When I recognise that I’m struggling, I say to work, friends and family: “I’m not coping” or “I need to slow down and step back” or “I need help.”
It’s important to get your own toolbox of strategies which can help you at a time when you’re not OK.
Some of the things that help me include:
- Increasing exercise
- Getting more sleep and taking days of rest
- Cutting back on unnecessary commitments
- Reducing my workload
- Eating more fresh foods and drinking lots of water
- Meditating – Bhuddify app has helped me significantly to manage my mood day to day. I do 5-10 minutes of guided meditation most mornings and evenings through the app.
- Colouring in and puzzles. These are my ‘zone out’ activities.
But, I will point out, just because I recognise the signs and start doing these activities doesn’t mean the bad feelings stop. I still have to ride the wave and go through those tough days.
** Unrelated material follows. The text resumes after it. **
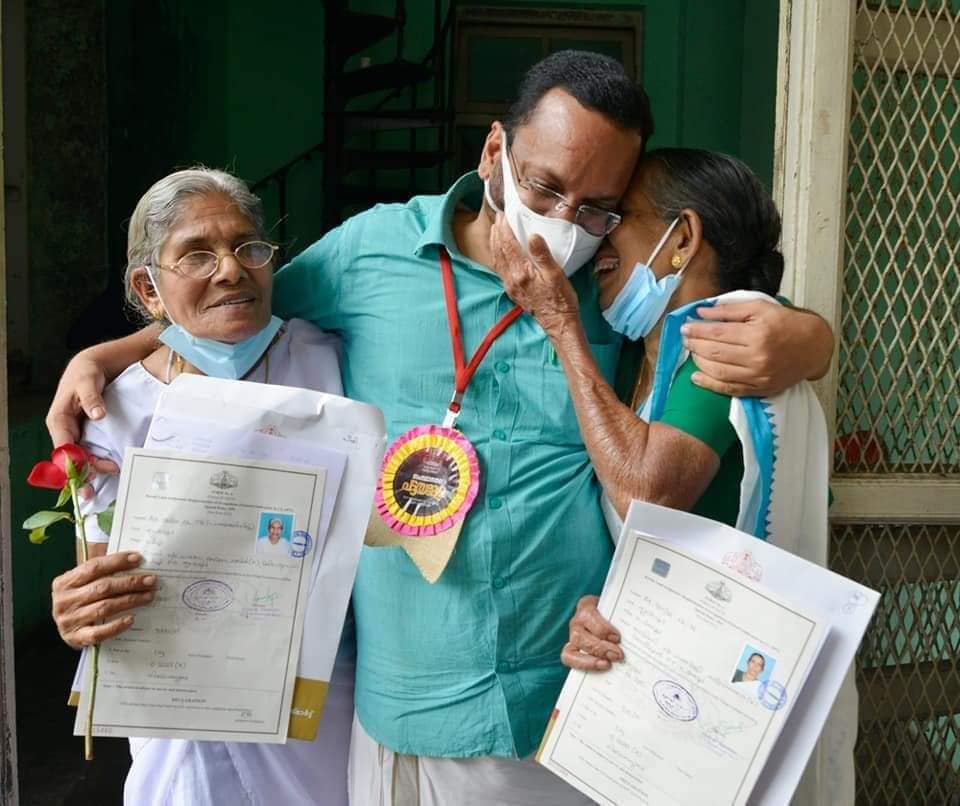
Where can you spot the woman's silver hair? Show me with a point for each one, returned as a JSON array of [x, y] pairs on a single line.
[[159, 211]]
It seems strange to say, but I am grateful for having experienced depression at such a young age because I know now that I will be OK. With help and support, it can be OK.
Do you need help?
The biggest turning point in my journey was asking for help.
If you need help managing your mental health, Curran suggests these services available to the Australian public:
- Medicare rebates for sessions with psychologists (speak to your GP to access a subsidised mental health plan)
- Primary health networks who assist people to access free treatment
- Acute inpatient services at public hospitals
- Mental health nurses who can assist those with more severe cases of mental illness.
Black Dog Institute also offers some great apps, including Snapshot – an app that helps you to quickly assess your mood.
There’s also myCompass, an interactive self-help program to help you manage mild to moderate stress, anxiety and/or depression.
If you’re struggling and not sure where to turn, please contact LIFELINE by calling 13 11 14.
Emma Lovell is a volunteer corporate speaker for Black Dog Institute, where she shares her personal experience of mental illness to raise awareness of mental health at businesses and events.